Pero su sacrificio no había sido en vano. Arardogat, la bestia, había caído. ¿Estaba realmente muerta? ¿Podía acaso llegar a morir aquello que formaba parte de la muerte misma? Era probable que no, pero al menos cabía esperar que se mantuviera dentro de su pantano durante una buena temporada, si es que volvía a aparecer. Aún quedaban muchos monstruos temibles pululando entre las malditas ruinas de Urbadûn, pero sin su maligna inteligencia detrás era probable que no volvieran a salir de su oscuro reino.

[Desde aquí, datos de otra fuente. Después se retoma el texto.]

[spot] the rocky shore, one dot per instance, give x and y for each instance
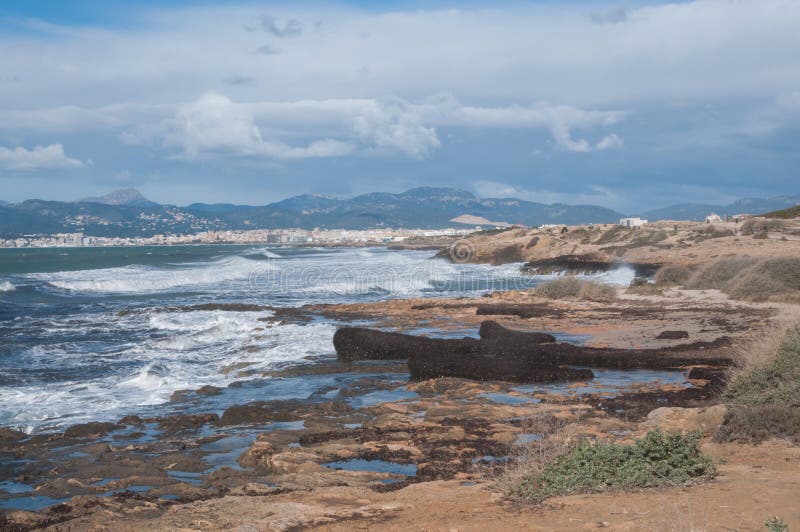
(372, 436)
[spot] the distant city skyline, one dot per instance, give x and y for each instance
(632, 106)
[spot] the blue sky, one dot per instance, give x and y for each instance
(630, 105)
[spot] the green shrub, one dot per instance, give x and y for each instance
(770, 382)
(673, 275)
(658, 459)
(776, 524)
(755, 424)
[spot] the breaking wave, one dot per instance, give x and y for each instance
(138, 278)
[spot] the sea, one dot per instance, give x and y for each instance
(94, 334)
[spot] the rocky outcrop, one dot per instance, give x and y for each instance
(672, 335)
(504, 354)
(583, 264)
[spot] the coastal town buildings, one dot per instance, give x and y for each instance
(257, 236)
(632, 222)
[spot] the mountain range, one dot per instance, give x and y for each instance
(698, 211)
(127, 213)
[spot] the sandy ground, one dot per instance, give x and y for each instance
(753, 484)
(659, 243)
(630, 321)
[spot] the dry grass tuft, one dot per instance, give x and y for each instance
(559, 437)
(569, 287)
(719, 273)
(763, 394)
(673, 275)
(754, 226)
(776, 279)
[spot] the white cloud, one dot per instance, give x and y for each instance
(39, 158)
(215, 125)
(395, 124)
(610, 142)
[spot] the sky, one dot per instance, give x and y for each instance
(631, 105)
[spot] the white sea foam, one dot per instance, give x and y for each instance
(621, 276)
(264, 252)
(137, 278)
(186, 350)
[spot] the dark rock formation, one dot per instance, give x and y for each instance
(491, 330)
(583, 264)
(672, 335)
(523, 311)
(503, 354)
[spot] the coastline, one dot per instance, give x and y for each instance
(329, 443)
(443, 430)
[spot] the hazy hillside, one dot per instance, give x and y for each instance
(698, 211)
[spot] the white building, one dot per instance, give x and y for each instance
(632, 222)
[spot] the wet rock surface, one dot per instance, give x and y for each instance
(504, 354)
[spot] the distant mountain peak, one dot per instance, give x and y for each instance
(438, 194)
(124, 196)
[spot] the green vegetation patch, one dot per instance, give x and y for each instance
(659, 459)
(570, 287)
(791, 212)
(776, 382)
(764, 398)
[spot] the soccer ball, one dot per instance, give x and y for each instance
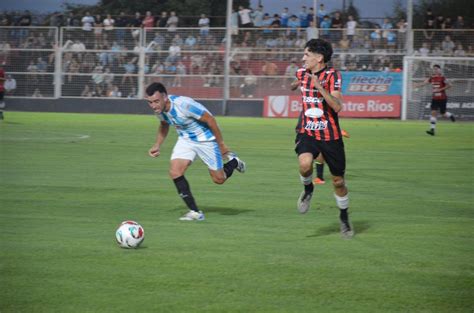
(130, 235)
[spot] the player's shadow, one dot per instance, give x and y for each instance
(219, 210)
(359, 227)
(226, 211)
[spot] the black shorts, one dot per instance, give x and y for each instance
(439, 105)
(332, 151)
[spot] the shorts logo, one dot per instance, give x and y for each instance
(312, 99)
(314, 112)
(319, 125)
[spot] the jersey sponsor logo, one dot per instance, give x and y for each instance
(319, 125)
(312, 99)
(314, 112)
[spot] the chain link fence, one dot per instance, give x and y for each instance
(120, 62)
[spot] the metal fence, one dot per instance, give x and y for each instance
(119, 63)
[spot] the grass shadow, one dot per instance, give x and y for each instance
(359, 227)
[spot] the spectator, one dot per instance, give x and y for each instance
(337, 25)
(115, 92)
(108, 23)
(172, 22)
(190, 42)
(87, 22)
(10, 85)
(459, 52)
(312, 32)
(269, 69)
(149, 20)
(249, 86)
(325, 26)
(161, 22)
(448, 45)
(257, 17)
(180, 72)
(293, 25)
(245, 19)
(122, 21)
(351, 26)
(321, 13)
(303, 17)
(130, 70)
(386, 29)
(290, 73)
(86, 92)
(204, 25)
(402, 27)
(285, 16)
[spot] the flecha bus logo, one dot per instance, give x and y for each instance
(377, 84)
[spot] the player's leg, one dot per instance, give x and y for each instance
(181, 158)
(334, 154)
(433, 119)
(319, 170)
(306, 150)
(2, 104)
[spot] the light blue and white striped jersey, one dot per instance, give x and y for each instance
(183, 115)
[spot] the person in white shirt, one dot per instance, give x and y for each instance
(245, 19)
(87, 22)
(204, 25)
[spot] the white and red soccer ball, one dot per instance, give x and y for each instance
(130, 235)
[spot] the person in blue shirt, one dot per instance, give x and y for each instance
(198, 136)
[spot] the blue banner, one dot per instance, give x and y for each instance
(371, 83)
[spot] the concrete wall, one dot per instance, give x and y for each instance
(234, 108)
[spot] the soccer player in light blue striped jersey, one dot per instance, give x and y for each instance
(198, 136)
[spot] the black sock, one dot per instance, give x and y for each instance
(320, 170)
(343, 215)
(184, 192)
(229, 167)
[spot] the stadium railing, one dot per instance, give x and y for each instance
(118, 63)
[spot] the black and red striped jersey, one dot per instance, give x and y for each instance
(318, 119)
(437, 82)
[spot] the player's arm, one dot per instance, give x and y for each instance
(212, 124)
(423, 83)
(160, 138)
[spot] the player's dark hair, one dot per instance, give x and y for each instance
(320, 46)
(154, 87)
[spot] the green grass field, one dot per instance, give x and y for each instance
(68, 180)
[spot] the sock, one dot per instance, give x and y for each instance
(184, 192)
(229, 167)
(433, 122)
(320, 170)
(343, 204)
(343, 215)
(308, 183)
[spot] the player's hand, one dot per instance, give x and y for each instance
(154, 151)
(224, 149)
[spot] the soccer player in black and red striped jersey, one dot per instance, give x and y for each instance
(439, 98)
(318, 130)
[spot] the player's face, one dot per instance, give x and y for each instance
(312, 60)
(157, 102)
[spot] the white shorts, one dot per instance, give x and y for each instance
(208, 152)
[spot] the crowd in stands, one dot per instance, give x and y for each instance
(101, 53)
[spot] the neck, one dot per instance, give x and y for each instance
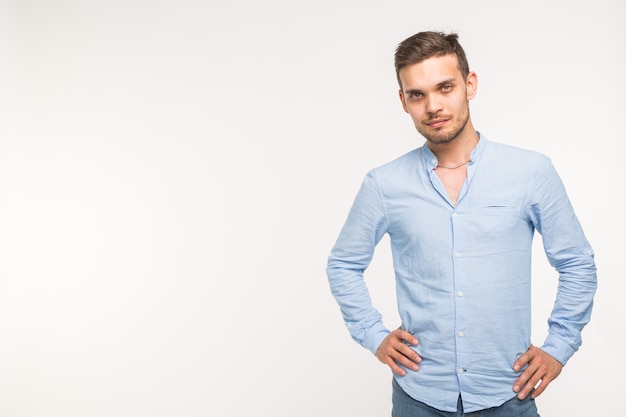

Al final, todo tendía al equilibrio. El Anciano lo sabía. En aquella maldita ciénaga, los ejércitos de la luz y de la oscuridad se habían destrozado con rabia y desesperación, y ninguno de los dos podría volver a operar en un largo tiempo. Los humanos volverían a la Fortaleza de la Luz Perpetua, donde tendrían que refugiarse para recuperarse de sus heridas, y los monstruos quedarían confinados a donde la luz del sol no tuviera que iluminar sus aberrantes figuras. La tierra sanaría de las llagas infligidas por ambos, y aunque El Anciano sabía que otros se alzarían para ocupar su hueco, tenía confianza en poder lidiar con ellos también cuando llegara el momento...

... si es que conseguía abandonar Urbadûn sin que nada se lo comiera antes, claro.